Cracking set of images Trevor, all very nicely taken.


----------



## WesternGuy (Jul 23, 2018)

Glad you found Frank Lake - how did you find out about it - just curious.  It is one of my favourite spots for bird photography and a favourite of other bird photographers and bird watchers.

You have a great set here.  Hard to pick a favourite.

WesternGuy


----------



## Jeff15 (Jul 23, 2018)

Nice set, well done.....


----------



## Dean_Gretsch (Jul 23, 2018)

All are really nice, but for some reason " The Flock " appeals most to me.

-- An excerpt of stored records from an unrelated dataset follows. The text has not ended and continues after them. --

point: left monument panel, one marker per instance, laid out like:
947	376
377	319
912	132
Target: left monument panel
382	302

Those red eyes of the Grebe holds your attention too.


----------



## zombiesniper (Jul 23, 2018)

tirediron said:


> I'm waiting for the book...  "The Zombie Family Takes A Vacation", or... "Across Canada In 100 Birds!"


Not a bad idea but I like the title "When the Zombies come to town" 



razashaikh said:


> Beautiful set!


Thank you.



Fujidave said:


> Cracking set of images Trevor, all very nicely taken.


Thank you.



WesternGuy said:


> Glad you found Frank Lake - how did you find out about it - just curious.  It is one of my favourite spots for bird photography and a favourite of other bird photographers and bird watchers.
> 
> You have a great set here.  Hard to pick a favourite.
> 
> WesternGuy


Thank you.
A friend of Jr's told us to check it out. It really is an awesome spot. You really have to try hard to take a bad bird photo there.



Jeff15 said:


> Nice set, well done.....


Thank you.



Dean_Gretsch said:


> All are really nice, but for some reason " The Flock " appeals most to me. Those red eyes of the Grebe holds your attention too.


Thank you.


----------



## zombiesniper (Jul 23, 2018)

Here's another shot the flock as they were airborne.

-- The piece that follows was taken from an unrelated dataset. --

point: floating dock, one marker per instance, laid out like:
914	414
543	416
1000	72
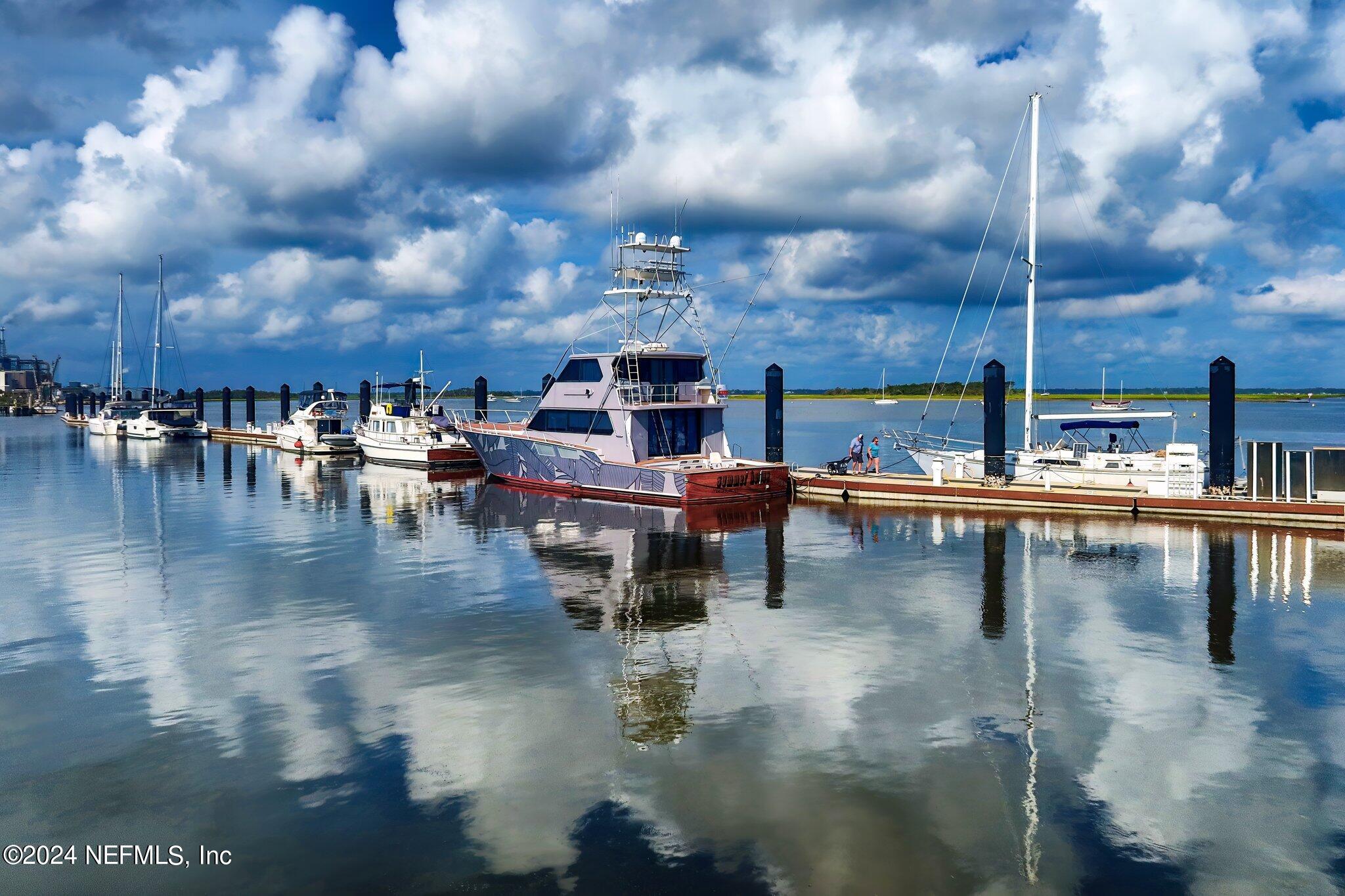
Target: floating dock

flock by Trevor Baldwin, on Flickr


----------



## pjaye (Jul 23, 2018)

Fantastic set.


----------



## BrentC (Jul 23, 2018)

Excellent set!  Looks like your having a great trip.  Really love the grebes and black-necked stilt.


----------



## HavToNo (Jul 23, 2018)

Excellent series Trevor. I'm glad you're having a great time.


----------



## zombiesniper (Jul 23, 2018)

pjaye said:


> Fantastic set.


Thank you.
I heard we were supposed to stick you between Jr and Kylee. lol



BrentC said:


> Excellent set!  Looks like your having a great trip.  Really love the grebes and black-necked stilt.


Thank you.

There's been some good opportunities so we're enjoying ourselves.



HavToNo said:


> Excellent series Trevor. I'm glad you're having a great time.


Thank you.


----------



## WesternGuy (Jul 23, 2018)

Remember though, just don't drink the water. 

WG


----------



## jcdeboever (Jul 23, 2018)

beautiful set.


----------



## zombiesniper (Jul 23, 2018)

Thank you.



WesternGuy said:


> Remember though, just don't drink the water.
> 
> WG



What is this water stuff you speak of?


----------



## SquarePeg (Jul 23, 2018)

Great set!  The Flock is definitely my favorite.


----------



## zombiesniper (Jul 23, 2018)

Thank you.


----------



## WesternGuy (Jul 24, 2018)

zombiesniper said:


> Thank you.
> 
> 
> 
> ...


The water in Frank Lake is part of the secondary sewage treatment for High River and surrounding area.  Drinking from the lake is not recommended.

WesternGuy


----------



## baturn (Jul 24, 2018)

Going to be in that general area next week. Hope I do half as well as you.


----------



## zombiesniper (Jul 24, 2018)

Frank lake is a great spot. You should do quite well.


----------



## pjaye (Jul 26, 2018)

zombiesniper said:


> pjaye said:
> 
> 
> > Fantastic set.
> ...



Yes, I'm not sure I'm ever going to forgive you guys for leaving me behind!


----------



## CherylL (Jul 26, 2018)

Great set!


----------



## zombiesniper (Jul 26, 2018)

Thank you. 


Sent from my iPhone using Tapatalk


----------



## enezdez (Jul 28, 2018)

AWESOME SET...The Flock & The Black Stern are my favorite...


----------



## zombiesniper (Jul 31, 2018)

Thank you.


----------



## weepete (Aug 4, 2018)

nice set, looks like a good variety of birds


----------



## Lorrilia (Aug 5, 2018)

Lovely the wanding shots.


----------



## zombiesniper (Aug 5, 2018)

weepete said:


> nice set, looks like a good variety of birds


Thank you.
Yes, it it quite the diverse area. We didn't even hit during the peak migration season and there were dozens of birds to see.



Lorrilia said:


> Lovely the wanding shots.



Thank you.


----------